Core Concepts
Griffin introduces a hybrid model combining gated linear recurrences with local attention, showcasing superior performance and efficiency compared to traditional models.
Abstract
Griffin presents a novel approach in language modeling by combining gated linear recurrences with local attention, demonstrating improved performance and efficiency. The study compares Griffin to Transformer baselines, highlighting its ability to scale efficiently on long sequences and achieve high throughput during inference. Additionally, Griffin shows promise in tasks requiring copying and retrieval capabilities, outperforming traditional models in certain scenarios.
Recurrent neural networks have played a significant role in deep learning and NLP research but face challenges in training and scalability. The study proposes Hawk, an RNN with gated linear recurrences, and Griffin, a hybrid model mixing gated linear recurrences with local attention. Both models show superior performance on downstream tasks compared to existing models like Mamba and Llama-2.
The study delves into the architecture of Hawk and Griffin, detailing their components such as residual blocks, MLP blocks, and temporal-mixing blocks. It highlights the power law scaling exhibited by both models between held-out loss and training FLOPs across different model scales.
Griffin's Real-Gated Linear Recurrent Unit (RG-LRU) layer is introduced as a novel recurrent layer inspired by previous works on non-linear RNNs. The study emphasizes the efficient implementation of linear recurrences on devices like TPUs for optimal training speed.
In terms of inference speed, Griffin showcases lower latency and higher throughput during decoding stages compared to traditional Transformers.

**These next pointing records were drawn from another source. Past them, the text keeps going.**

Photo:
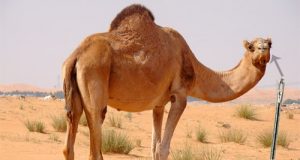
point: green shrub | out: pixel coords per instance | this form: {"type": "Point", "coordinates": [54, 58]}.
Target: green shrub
{"type": "Point", "coordinates": [116, 142]}
{"type": "Point", "coordinates": [35, 126]}
{"type": "Point", "coordinates": [247, 112]}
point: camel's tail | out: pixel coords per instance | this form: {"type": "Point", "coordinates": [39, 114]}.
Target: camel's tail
{"type": "Point", "coordinates": [70, 83]}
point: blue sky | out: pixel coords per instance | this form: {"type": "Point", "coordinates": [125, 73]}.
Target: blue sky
{"type": "Point", "coordinates": [36, 36]}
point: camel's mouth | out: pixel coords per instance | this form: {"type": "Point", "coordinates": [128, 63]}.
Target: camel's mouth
{"type": "Point", "coordinates": [261, 59]}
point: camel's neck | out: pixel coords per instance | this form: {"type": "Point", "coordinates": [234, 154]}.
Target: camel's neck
{"type": "Point", "coordinates": [223, 86]}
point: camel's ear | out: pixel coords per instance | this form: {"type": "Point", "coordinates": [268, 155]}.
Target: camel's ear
{"type": "Point", "coordinates": [248, 46]}
{"type": "Point", "coordinates": [269, 42]}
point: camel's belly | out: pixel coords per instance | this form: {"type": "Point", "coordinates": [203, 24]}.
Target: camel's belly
{"type": "Point", "coordinates": [137, 94]}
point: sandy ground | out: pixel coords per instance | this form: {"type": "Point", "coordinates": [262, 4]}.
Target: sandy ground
{"type": "Point", "coordinates": [16, 142]}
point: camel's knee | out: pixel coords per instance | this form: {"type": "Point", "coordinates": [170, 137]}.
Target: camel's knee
{"type": "Point", "coordinates": [68, 153]}
{"type": "Point", "coordinates": [103, 113]}
{"type": "Point", "coordinates": [161, 153]}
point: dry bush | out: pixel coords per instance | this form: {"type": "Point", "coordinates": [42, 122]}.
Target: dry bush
{"type": "Point", "coordinates": [188, 153]}
{"type": "Point", "coordinates": [290, 115]}
{"type": "Point", "coordinates": [246, 112]}
{"type": "Point", "coordinates": [35, 126]}
{"type": "Point", "coordinates": [83, 120]}
{"type": "Point", "coordinates": [185, 153]}
{"type": "Point", "coordinates": [54, 137]}
{"type": "Point", "coordinates": [116, 142]}
{"type": "Point", "coordinates": [59, 123]}
{"type": "Point", "coordinates": [233, 135]}
{"type": "Point", "coordinates": [210, 154]}
{"type": "Point", "coordinates": [115, 121]}
{"type": "Point", "coordinates": [266, 138]}
{"type": "Point", "coordinates": [201, 135]}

The study also explores the models' capabilities in long context modeling and tasks requiring copying and retrieval abilities.
Stats
Hawk exceeds Mamba's performance on downstream tasks despite being trained on fewer tokens.
Griffin matches Llama-2's performance while using significantly fewer tokens.

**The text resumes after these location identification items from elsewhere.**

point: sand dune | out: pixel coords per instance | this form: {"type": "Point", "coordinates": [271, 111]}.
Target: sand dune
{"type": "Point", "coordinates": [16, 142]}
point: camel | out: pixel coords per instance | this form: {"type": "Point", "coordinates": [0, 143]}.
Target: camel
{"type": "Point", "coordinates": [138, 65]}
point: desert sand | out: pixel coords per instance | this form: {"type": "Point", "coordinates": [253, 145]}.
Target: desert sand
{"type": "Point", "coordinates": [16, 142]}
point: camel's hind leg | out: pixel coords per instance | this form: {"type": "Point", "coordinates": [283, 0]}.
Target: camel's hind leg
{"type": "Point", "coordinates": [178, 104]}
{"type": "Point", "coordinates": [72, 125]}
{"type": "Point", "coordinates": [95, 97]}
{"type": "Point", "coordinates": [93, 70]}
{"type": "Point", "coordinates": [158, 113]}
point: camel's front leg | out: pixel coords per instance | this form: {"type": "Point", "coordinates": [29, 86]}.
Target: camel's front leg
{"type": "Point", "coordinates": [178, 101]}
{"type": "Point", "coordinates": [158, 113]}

Both Hawk and Griffin achieve comparable training efficiency to Transformers on TPU-v3.
During inference, Hawk and Griffin achieve significantly higher throughput than MQA Transformers.
Griffin performs better than Transformers when evaluated on longer sequences not seen during training.
Quotes
"Both Hawk and Griffin exhibit power law scaling between held-out loss and training FLOPs."
"Griffin achieves slightly lower held-out loss than strong Transformer baselines at all model scales."
"Hawk exceeds the reported performance of Mamba on downstream tasks."
"Griffin can extrapolate on sequences significantly longer than those seen during training."